Show that $U_1 \oplus U_2=V$

Question

Let $V=\mathbb{R}^\mathbb{R}$ be a $\mathbb{R} $ vector space of all mappings from $\mathbb{R}$ to $\mathbb{R}$

$$U_1=\{f \in V:f(-x)=f(x), \forall x \in\mathbb{R} \}$$

$$U_1=\{f \in V:f(-x)=-f(x), \forall x \in\mathbb{R} \}$$

Show that $U_1 \oplus U_2=V$.

Can someone give me a hint on how to start with it?
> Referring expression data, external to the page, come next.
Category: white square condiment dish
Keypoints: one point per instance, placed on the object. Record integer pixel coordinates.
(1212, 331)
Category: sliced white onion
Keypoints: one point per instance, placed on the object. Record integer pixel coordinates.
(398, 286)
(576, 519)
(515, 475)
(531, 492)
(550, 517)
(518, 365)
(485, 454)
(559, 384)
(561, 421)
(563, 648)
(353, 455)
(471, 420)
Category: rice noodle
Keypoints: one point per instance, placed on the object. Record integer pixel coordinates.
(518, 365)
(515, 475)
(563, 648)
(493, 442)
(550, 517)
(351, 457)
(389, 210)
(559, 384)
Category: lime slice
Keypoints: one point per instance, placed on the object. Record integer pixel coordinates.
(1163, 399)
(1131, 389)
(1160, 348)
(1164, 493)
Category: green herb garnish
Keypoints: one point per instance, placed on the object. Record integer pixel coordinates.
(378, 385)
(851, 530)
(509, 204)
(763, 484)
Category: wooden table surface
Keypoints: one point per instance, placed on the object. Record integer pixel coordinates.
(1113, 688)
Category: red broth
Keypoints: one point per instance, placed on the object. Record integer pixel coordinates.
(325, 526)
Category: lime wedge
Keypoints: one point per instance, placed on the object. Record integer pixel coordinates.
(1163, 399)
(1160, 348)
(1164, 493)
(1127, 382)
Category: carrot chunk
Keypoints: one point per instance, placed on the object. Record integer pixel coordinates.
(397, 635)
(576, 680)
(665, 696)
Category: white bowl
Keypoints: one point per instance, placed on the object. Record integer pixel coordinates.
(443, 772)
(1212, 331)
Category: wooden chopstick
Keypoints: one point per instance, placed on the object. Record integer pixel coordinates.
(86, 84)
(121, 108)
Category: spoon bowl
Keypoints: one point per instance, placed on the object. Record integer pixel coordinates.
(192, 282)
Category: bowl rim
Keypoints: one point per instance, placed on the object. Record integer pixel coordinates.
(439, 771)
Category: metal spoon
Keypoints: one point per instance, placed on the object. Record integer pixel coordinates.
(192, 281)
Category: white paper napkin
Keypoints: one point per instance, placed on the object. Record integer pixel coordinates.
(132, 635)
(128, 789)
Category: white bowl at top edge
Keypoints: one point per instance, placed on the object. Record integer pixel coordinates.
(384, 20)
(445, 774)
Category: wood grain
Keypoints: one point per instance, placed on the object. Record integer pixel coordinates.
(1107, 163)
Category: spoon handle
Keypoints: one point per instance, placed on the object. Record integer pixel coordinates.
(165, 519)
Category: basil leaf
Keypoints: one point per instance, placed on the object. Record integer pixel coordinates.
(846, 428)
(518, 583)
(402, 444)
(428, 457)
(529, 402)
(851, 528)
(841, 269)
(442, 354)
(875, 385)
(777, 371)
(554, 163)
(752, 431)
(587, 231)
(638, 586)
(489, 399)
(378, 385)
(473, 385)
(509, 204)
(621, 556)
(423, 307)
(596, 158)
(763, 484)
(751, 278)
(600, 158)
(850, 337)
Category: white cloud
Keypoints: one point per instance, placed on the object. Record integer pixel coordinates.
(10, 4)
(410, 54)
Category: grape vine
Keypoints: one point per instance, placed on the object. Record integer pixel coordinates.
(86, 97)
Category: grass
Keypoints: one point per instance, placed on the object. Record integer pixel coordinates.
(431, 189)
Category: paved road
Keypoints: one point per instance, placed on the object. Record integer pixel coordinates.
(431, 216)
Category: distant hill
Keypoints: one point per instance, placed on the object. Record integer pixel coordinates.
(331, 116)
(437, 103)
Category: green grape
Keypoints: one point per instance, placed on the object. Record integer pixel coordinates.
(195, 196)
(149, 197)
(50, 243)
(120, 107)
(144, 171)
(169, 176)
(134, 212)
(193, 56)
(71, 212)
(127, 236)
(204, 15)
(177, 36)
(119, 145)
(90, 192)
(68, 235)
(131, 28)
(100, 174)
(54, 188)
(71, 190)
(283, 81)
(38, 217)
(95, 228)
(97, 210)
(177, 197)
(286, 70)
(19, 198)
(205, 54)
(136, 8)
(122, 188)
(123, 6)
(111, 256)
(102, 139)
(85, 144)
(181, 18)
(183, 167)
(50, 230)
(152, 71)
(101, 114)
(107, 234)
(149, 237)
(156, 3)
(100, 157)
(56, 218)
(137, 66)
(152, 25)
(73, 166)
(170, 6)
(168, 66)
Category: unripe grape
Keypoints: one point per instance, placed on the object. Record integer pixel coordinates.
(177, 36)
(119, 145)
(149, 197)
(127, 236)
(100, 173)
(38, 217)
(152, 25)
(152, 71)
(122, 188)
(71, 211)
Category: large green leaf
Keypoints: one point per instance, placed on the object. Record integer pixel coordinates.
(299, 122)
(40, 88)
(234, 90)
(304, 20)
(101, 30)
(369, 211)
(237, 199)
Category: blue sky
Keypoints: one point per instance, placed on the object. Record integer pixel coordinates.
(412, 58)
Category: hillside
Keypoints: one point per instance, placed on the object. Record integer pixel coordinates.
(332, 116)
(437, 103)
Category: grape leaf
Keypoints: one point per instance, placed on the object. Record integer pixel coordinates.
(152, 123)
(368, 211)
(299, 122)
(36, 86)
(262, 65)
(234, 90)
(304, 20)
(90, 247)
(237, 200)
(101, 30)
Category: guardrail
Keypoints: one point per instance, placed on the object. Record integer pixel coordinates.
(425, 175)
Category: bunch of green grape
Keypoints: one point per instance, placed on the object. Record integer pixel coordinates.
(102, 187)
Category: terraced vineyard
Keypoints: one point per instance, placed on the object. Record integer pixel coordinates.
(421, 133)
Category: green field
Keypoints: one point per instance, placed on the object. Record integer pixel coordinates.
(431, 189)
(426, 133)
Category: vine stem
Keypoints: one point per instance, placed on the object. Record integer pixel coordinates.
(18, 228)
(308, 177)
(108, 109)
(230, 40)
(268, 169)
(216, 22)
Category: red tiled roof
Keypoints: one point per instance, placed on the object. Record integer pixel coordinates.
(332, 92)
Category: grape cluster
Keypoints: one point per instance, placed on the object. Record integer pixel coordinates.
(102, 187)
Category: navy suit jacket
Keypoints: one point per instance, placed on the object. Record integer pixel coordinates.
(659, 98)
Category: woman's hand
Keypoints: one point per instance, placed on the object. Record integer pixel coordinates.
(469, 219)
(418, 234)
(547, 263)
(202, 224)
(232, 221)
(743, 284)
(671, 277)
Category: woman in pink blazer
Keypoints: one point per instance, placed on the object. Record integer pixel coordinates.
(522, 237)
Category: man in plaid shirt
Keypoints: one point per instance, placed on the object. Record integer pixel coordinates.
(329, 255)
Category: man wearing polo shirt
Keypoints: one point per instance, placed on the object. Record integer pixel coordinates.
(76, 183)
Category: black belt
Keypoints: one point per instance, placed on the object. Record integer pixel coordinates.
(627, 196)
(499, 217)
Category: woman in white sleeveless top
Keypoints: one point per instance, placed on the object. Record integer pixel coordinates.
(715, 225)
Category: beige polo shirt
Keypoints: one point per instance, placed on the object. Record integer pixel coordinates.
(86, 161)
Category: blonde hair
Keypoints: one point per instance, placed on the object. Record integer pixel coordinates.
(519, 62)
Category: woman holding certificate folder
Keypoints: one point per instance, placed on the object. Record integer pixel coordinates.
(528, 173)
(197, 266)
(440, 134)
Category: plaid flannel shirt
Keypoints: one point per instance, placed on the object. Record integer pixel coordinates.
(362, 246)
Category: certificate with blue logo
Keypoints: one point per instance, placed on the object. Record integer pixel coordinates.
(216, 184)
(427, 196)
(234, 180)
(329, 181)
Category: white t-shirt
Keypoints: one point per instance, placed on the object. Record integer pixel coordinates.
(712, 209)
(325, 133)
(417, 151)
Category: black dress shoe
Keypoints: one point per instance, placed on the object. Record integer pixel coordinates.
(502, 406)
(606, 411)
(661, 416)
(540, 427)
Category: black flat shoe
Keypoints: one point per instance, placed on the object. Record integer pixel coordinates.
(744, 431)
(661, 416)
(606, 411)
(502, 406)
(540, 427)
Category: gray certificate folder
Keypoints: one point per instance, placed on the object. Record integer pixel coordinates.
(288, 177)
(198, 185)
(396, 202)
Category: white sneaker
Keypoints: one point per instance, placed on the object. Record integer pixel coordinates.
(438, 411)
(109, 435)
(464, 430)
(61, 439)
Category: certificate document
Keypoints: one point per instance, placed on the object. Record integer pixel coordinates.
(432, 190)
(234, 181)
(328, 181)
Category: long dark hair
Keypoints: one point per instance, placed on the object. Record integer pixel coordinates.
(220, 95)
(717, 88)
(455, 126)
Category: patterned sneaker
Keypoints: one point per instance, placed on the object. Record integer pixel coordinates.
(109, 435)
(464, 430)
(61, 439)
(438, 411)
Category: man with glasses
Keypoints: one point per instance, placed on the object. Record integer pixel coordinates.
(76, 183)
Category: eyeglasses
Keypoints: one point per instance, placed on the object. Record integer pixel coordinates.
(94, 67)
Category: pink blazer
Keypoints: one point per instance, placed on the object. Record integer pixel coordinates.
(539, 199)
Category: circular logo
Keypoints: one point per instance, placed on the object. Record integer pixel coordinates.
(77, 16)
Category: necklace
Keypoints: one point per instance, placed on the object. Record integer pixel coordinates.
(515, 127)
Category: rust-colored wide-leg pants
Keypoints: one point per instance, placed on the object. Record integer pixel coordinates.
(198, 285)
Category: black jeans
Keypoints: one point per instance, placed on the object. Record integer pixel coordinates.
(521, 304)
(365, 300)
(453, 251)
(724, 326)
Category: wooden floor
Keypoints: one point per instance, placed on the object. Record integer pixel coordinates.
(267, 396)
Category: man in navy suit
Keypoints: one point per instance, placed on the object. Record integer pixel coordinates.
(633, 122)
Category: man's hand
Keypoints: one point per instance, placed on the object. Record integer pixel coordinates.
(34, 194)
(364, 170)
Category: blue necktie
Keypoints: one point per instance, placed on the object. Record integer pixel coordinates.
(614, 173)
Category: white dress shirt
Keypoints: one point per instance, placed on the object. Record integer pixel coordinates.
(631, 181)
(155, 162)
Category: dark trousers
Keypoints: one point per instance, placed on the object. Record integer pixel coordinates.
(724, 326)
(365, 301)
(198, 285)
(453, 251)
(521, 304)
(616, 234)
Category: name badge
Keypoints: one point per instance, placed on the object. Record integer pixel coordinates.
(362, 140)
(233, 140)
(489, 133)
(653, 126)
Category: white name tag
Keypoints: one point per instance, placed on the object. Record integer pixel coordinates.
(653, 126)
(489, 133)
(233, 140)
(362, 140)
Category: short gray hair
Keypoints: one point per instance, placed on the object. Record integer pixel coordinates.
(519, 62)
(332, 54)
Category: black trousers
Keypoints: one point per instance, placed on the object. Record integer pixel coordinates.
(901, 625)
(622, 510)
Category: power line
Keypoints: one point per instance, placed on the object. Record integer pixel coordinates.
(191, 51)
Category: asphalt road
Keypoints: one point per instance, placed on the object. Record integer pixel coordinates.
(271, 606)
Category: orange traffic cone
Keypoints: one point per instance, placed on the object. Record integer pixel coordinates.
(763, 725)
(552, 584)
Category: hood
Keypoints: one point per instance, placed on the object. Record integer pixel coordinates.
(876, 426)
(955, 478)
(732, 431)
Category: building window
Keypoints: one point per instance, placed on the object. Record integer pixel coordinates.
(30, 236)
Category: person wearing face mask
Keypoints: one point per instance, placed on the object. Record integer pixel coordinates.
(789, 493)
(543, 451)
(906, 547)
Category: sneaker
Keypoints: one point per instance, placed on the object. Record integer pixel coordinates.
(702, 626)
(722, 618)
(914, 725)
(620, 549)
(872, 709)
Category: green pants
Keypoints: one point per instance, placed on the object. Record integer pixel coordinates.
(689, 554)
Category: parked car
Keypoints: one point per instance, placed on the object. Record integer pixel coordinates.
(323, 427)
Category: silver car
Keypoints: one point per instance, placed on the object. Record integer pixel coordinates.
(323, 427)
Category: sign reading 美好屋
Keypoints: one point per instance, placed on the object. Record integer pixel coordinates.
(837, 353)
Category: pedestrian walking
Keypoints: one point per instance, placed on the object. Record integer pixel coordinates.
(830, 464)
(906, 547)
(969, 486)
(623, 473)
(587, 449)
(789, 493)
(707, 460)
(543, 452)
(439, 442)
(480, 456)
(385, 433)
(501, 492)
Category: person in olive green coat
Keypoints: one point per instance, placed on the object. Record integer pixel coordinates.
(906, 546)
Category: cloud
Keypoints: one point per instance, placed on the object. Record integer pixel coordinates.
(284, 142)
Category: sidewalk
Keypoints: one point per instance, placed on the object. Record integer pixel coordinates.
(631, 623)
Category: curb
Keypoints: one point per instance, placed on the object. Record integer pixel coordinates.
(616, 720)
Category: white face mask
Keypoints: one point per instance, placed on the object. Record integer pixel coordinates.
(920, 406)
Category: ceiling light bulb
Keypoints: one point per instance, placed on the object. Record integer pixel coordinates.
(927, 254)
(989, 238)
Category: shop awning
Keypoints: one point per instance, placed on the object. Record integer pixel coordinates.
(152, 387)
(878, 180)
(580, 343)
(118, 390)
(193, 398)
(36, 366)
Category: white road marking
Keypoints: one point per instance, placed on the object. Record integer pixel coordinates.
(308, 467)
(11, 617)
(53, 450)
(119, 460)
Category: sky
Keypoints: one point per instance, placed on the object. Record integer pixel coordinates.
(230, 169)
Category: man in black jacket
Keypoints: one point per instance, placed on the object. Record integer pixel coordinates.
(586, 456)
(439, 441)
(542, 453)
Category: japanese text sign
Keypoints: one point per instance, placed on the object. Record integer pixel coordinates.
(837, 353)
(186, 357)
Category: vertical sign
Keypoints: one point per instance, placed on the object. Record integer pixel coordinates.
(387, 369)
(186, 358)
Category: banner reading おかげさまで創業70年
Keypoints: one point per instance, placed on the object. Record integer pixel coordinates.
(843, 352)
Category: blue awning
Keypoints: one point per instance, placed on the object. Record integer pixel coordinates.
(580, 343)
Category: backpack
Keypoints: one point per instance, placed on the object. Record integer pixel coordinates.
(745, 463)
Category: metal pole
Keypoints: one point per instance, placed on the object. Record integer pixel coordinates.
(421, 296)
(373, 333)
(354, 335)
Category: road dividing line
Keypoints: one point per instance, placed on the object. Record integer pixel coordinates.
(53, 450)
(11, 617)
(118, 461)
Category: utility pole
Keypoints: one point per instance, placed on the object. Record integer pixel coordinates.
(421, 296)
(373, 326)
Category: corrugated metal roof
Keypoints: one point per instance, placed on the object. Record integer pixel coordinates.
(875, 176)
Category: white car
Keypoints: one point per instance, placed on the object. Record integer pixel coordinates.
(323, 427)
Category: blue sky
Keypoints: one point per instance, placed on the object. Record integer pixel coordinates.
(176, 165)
My initial idea was to show that $U_1 \cap U_2 = {0}$ and $\dim_\mathbb{R}(U_1)+\dim_\mathbb{R}(U_2)=\dim_\mathbb{R}(V)$

Answer 1

$U_1\cap U_2=\{0\}$ is easy and I will let you handle it. For the second property use the fact that $f=g+h$ where $g(x)=\frac {f(x)+f(-x)} 2$ and $h(x)=\frac {f(x)-f(-x)} 2$

Answer 2

Hint: Every function can be written as a sum of an odd and an even function . For example: for any $g\in V$, note that $g(x) =Even +Odd=\frac{g(x) +g(-x)} {2}+\frac{g(x)-g(-x)}{2}\in U_1+U_2$.
For $U_1\cap U_2$, think about the function which is odd and even both!

Answer 3

$f(x)={1\over 2}(f(x)+f(-x))+{1\over 2}(f(x)-f(-x))$